Hear what Jesus spoke, recorded in the gospel of Luke,
“Therefore whatever you have said in the dark shall be heard in the light, and what you have whispered in private rooms shall be proclaimed on the housetops” (Luke 12.3).
The deeds of the servant did not escape the watchful eye of the king. Though the servant thought his perverted form of justice was his alone to mete, though he thought he could conceal the evil, the greed, and the malice which filled him, he was exposed. What he had done in the dark had made it into the light. It was proclaimed far and wide until it reached the ear of the king. And when it did, true justice was done.
As he drew his story to a close, the crowd stood silent before Jesus. Breathlessness filled the air as all eyes were fixed on Him. And after what seemed like an eternity, Jesus spoke again:
“So also my heavenly Father will do to every one of you, if you do not forgive your brother from your heart” (Mat. 18.35).

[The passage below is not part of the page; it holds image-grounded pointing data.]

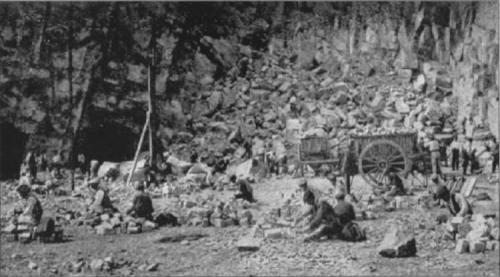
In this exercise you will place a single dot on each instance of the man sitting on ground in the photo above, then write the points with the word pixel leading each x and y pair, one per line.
pixel 246 191
pixel 28 212
pixel 456 202
pixel 142 205
pixel 343 209
pixel 101 203
pixel 395 186
pixel 324 221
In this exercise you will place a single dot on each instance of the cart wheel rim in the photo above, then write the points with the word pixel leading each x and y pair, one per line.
pixel 379 158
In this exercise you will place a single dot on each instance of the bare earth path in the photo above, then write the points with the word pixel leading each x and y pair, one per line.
pixel 215 253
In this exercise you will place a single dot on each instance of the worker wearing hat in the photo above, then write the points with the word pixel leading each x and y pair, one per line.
pixel 435 154
pixel 246 191
pixel 32 207
pixel 101 203
pixel 142 205
pixel 343 209
pixel 324 222
pixel 456 202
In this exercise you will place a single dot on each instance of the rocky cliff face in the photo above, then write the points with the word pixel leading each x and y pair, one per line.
pixel 68 67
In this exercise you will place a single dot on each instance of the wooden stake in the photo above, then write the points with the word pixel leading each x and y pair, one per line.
pixel 138 148
pixel 150 110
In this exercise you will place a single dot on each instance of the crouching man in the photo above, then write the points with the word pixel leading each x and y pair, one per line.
pixel 26 216
pixel 245 191
pixel 142 205
pixel 456 202
pixel 100 203
pixel 140 215
pixel 324 221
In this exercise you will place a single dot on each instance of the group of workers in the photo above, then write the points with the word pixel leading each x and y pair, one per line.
pixel 464 151
pixel 326 221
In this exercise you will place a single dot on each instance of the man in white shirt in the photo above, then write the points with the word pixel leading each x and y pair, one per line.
pixel 455 153
pixel 435 155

Here’s the reality we must come to terms with—failure to forgive shows we haven’t been forgiven. If you harbor within you an unwillingness to forgive your brothers or sisters for their offenses, there is a very real possibility you haven’t truly experienced the forgiveness of God.
The servant in Jesus’ parable paid lip service to the king. He never truly repented because he didn’t feel he had anything to repent of. He felt entitled. And his lack of repentance was exposed in his lack of forgiveness for others.

III. Conclusion

Is there someone in your life who has hurt you in some way, who you have been struggling to forgive? Someone who has offended you and you’re just not ready to let it go? Have you been holding onto an offense with a white-knuckle grip, unwilling to release it? Let me encourage you today to let go of your entitlement. Let go of the offense and run toward forgiveness.
When you pursue peace with all people in this way, you reveal to others the divine grace of God—the divine grace that lives within you and the divine grace that is available to them.
There are some great offenses out there, lots of painful offenses which have left deep scars in each of us. I’m not saying it’s easy to offer forgiveness like this, but I am saying it is necessary. Our need to forgive is a natural stream which flows from the life-giving spring of the gospel.
Following Jesus’ crucifixion, John records Jesus’ resurrection encounter with Thomas like this:
Eight days later, his disciples were inside again, and Thomas was with them. Although the doors were locked, Jesus came and stood among them and said, “Peace be with you.” Then he said to Thomas, “Put your finger here, and see my hands; and put out your hand, and place it in my side. Do not disbelieve, but believe.” Thomas answered him, “My Lord and my God!” (John 20.26-28).
Jesus, too, bore scars because of the offense of others—because of your offenses—and his scars were deep. The scars of his hands engulfed the fingers of Thomas and the scar in His side enveloped Thomas’ hand. These were scars which cut to the depths of Jesus’ body. Yet He forgave.
Have you experienced the forgiveness of God available through the suffering, scaring, and death of Christ? Have you truly come to terms with the offense you have caused and heartfeltly repented for your sin? Then, in your freedom, release the offense of others and offer the forgiveness that was first given to you.
At the beginning of our passage, Peter asked the wrong question. He asked Jesus how often he must be forgiving. The right question, not just for Peter but for you and me, is how we can live out of our experience of forgiveness in Christ Jesus. Let’s pray.